Selanjutnya aku berbicang-bincang dengan Rasulullah SAW. Beliau bertanya kepadaku, “Maukah kamu menjual untamu ini padaku, wahai Jabir ?”. Aku menjawab, “Wahai Rasulullah, aku hadiahkan saja untukmu”. Nabi SAW bersabda, “Tidak. Juallah padaku”. Aku berkata, “Kalau begitu tawarlah wahai Rasulullah”. Nabi SAW menawar, “Bagaimana kalau aku beli satu dirham”. Aku jawab, “Tidak. Itu merugikan aku wahai Rasulullah”. Nabi SAW menawar lagi, “Dua dirham ?”. Aku jawab, “Tidak”. Kemudian Rasulullah SAW terus menaikkan tawarannya sampai mencapai harga satu ‘Uqiyah. Lalu aku bertanya, “Apakah engkau telah rela wahai Rasululah ?”. Nabi SAW menjawab, “Ya, sudah”. Aku berkata, “Unta ini milikmu”. Nabi SAW bertanya, “Wahai Jabir, apakah kamu sudah menikah ?”. Aku jawab, “Sudah wahai Rasulullah”. Nabi SAW bertanya, “Janda atau gadis ?”. Aku jawab, “Janda”. Nabi SAW bersabda, “Mengapa tidak memilih gadis sehingga kamu bisa bersenang-senang dengannya dan dia bisa bersenang-senang denganmu ?”. Aku jawab, “Wahai Rasulullah, sesungguhnya ayahku telah gugur di Uhud. Dia meninggalkan tujuh anak wanita, maka aku menikah dengan wanita yang pandai ngemong, terampil merawat dan mengasuh mereka”. Nabi SAW bersabda, “Engkau benar Insya Allah. Kalau kita sudah sampai di Shirara (nama sebuah tempat dekat Madinah), kita suruh penyembelih untuk memotong sembelihan. Kita semua tinggal di situ sehari, agar dia (istri Jabir) mendengar kedatangan kita lalu mempersiapkan bantalnya (Maksudnya apabila dia mengetahui kedatangan Jabir maka dia akan mempersiapkan rumah untuk menyambut kedatangannya). Aku berkata, “Demi Allah, wahai Rasulullah, kami tidak punya bantal”. Nabi SAW menjawab, “Dia pasti punya. Karena itu apabila kamu datang, lakukanlah suatu perbuatan yang menyenangkan”.
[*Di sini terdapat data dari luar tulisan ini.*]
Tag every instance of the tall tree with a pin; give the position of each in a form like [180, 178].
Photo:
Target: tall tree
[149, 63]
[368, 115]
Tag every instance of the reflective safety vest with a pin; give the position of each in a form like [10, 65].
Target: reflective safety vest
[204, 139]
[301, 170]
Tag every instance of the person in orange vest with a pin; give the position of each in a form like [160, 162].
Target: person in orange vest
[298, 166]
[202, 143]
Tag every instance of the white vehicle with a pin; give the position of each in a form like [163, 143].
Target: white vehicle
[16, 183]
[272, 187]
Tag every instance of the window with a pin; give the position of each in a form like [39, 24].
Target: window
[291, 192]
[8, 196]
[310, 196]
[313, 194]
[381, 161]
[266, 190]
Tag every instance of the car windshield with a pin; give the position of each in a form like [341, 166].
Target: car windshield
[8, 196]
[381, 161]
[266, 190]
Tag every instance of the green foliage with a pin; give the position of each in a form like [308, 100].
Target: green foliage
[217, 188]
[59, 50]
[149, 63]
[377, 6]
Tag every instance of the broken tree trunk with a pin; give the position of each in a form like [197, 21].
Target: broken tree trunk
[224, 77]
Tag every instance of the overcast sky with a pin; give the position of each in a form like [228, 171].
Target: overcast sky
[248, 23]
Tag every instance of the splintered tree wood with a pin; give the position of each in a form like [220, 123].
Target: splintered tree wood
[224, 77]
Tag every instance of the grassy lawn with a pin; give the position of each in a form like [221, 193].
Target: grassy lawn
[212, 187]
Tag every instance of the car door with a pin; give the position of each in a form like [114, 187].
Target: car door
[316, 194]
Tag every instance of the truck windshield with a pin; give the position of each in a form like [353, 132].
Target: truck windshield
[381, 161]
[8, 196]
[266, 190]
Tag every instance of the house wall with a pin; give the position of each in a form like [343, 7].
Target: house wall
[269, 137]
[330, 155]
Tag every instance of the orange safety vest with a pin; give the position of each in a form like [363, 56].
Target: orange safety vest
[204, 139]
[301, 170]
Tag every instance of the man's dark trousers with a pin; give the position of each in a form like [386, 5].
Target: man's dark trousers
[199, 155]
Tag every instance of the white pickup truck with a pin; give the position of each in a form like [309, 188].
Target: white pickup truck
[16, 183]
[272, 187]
Jabir berkata, “Ketika kami sampai di Shirara, Rasulullah SAW memerintahkan tukang sembelih untuk melakukan tugasnya, lalu hari itu kami tinggal di situ. Keesokan harinya Rasulullah SAW bersama kami masuk Madinah”.
Jabir berkata : Pada pagi hari aku menuntun unta, aku bawa sampai ke depan pintu rumah Rasulullah SAW, kemudian aku duduk di masjid berdekatan dengan rumah Rasulullah SAW. Setelah Rasulullah SAW keluar dan melihat unta itu, beliau bertanya, “Apa ini ?”. Mereka (para shahabat) menjawab, “Wahai Rasulullah, ini adalah unta yang dibawa Jabir”. Nabi SAW bertanya, “Dimana Jabir ?”. Kemudian aku dipanggil menghadap beliau, lalu beliau bersabda, “Wahai anak saudaraku, bawalah untamu, dia milikmu”. Lalu Nabi SAW memanggil Bilal dan berkata kepadanya, “Pergilah bersama Jabir dan berikan kepadanya satu ‘Uqiyah”. Kemudian aku pergi besamanya lalu dia memberiku satu ‘Uqiyah dan menambahkan sesuatu kepadaku. Demi Allah, uang itu terus bertambah dan bisa dilihat hasilnya di rumah kami”.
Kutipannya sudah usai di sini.